Im looking for other alternatives for providing heat over the next few months. Im wondering if anyone knows whether they do calor gas around Tavira. I remember in the UK many yrs back I lived somewhere without heating and I ended up purchasing a heater for £70 and then got 15kg bottles for dirt cheap ... and they lasted me a few weeks at a time. All I did when I needed a new bottle was call the guys up and they came by and swapped the bottles.

Maybe the same thing exists here? Or any other ideas I'm not thinking of? Im on a 3rd floor in an apartment complex, so no wood burning options. I could have a hot bath every night ... but dont think falling asleep in the bath is a bright idea 

Thx all,
Etch


----------



## oronero

If it's any consolation it has been down to -2 deg centigrade during the recent evenings in some areas of the UK...surely it's not that cold in the Algarve?
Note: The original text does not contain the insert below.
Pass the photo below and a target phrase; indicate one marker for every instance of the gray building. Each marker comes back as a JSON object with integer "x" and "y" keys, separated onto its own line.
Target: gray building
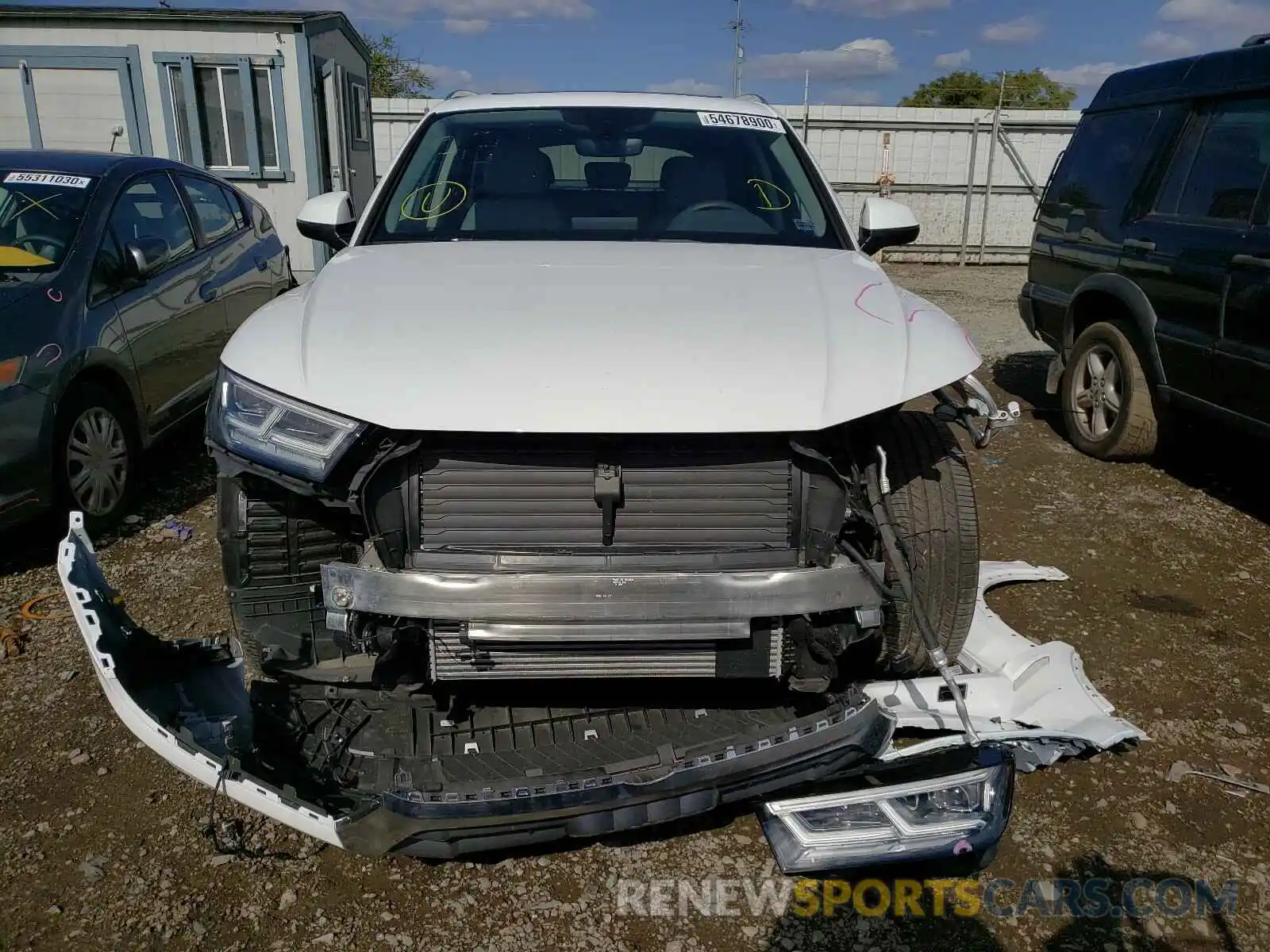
{"x": 276, "y": 101}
I have no heating in the UK house at the moment but can thoroughly recommend two 'hot water bottles' and a decent blanket....much cheaper!


----------



## Etchy Boy

Guess I like my comforts, when I was living in Cambridge (dont laugh) I used to keep my house at 23 deg C all the time ... is pretty cold here in the evenings ... hot water bottle is a good idea for sleeping, didnt think about that.


----------



## oronero

Not too bad near Leeds at the moment...only one 'hot water bottle' tonight!


----------



## Etchy Boy

Aah Leeds, remember going to a club called Majestic back when I was studying in Sheffield looooong time ago. Wonder if its still there ... by the station.


----------



## oronero

I am a West London lad on a sabbatical with work based In Castleford, close to Leeds.
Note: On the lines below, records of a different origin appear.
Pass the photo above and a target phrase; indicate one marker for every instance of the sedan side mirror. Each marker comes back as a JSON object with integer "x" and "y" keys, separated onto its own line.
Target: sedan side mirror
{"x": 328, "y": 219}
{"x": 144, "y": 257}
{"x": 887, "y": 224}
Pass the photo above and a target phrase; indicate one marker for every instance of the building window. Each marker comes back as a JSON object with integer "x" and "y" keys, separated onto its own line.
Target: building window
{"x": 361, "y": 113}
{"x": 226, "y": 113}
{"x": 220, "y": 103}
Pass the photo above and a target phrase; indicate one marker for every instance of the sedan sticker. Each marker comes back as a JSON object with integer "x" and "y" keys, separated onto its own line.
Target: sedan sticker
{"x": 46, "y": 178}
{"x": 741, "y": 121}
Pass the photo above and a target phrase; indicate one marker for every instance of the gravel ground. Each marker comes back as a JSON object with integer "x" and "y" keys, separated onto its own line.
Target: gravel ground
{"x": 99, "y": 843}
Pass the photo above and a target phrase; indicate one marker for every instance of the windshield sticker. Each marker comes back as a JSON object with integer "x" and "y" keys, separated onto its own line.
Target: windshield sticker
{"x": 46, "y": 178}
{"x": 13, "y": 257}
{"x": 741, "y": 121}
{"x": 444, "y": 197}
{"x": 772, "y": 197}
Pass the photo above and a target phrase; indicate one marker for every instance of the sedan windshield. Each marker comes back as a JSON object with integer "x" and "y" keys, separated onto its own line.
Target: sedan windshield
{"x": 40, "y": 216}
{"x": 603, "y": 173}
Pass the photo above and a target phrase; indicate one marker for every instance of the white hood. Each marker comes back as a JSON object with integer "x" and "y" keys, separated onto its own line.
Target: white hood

I went into Leeds a couple of weeks back for the first time on the train, I didn't know where anything was , so the chances of me knowing where the Majestic is or if it is still there are lost on me...sorry! 

It was similar in some respects to any city in England, with office blocks, as well as shops everywhere. Perhaps you can do a virtual walk through Leeds on 'Google Earth' and see for yourself.


----------



## kw60

Hi
We bought a calor gas heater from Leroy Merlin a few weeks ago for 65E. Bottled gas is 27 E
It's been a godsend the last week as its instant heat till we fire up the wood burner.
best part is I can roll it into the bathroom for a while before my bath .... Bliss
Kim


----------



## canoeman

Calor gas and heaters available everywhere, hot spot heater etc, lightweight bottles now as well, their main drawback is they produce quite a lot of water vapour or encourage it when warn air hits cold walls etc, it suggest a *de-humidifier is an essential item* in uninsulated Portuguese property, water laden air lot colder than dry air.
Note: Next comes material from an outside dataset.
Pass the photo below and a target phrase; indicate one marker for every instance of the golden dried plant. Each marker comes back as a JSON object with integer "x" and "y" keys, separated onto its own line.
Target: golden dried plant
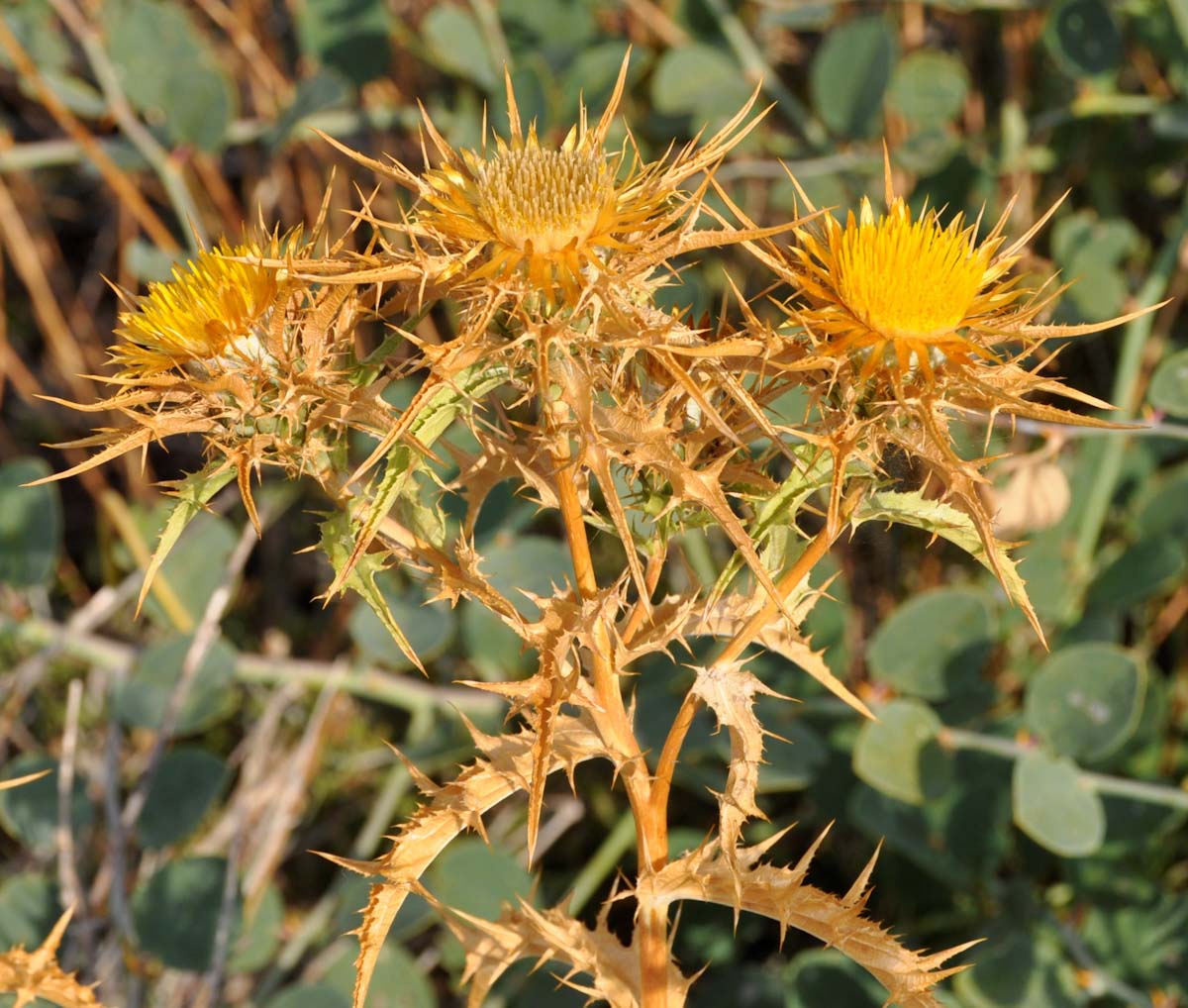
{"x": 624, "y": 419}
Dyson has a new electric heater out not cheap but more effective than traditional gas or electric heaters.


----------



## Etchy Boy

Thanks peeps, verryyy helpful


----------



## wroxham

Hi, 
Was in Continente, Olhao the other day and they had Super Ser type gas heaters for sale


----------



## Etchy Boy

Ok, maybe my Continente has heaters, will pop down there, thx wroxham


----------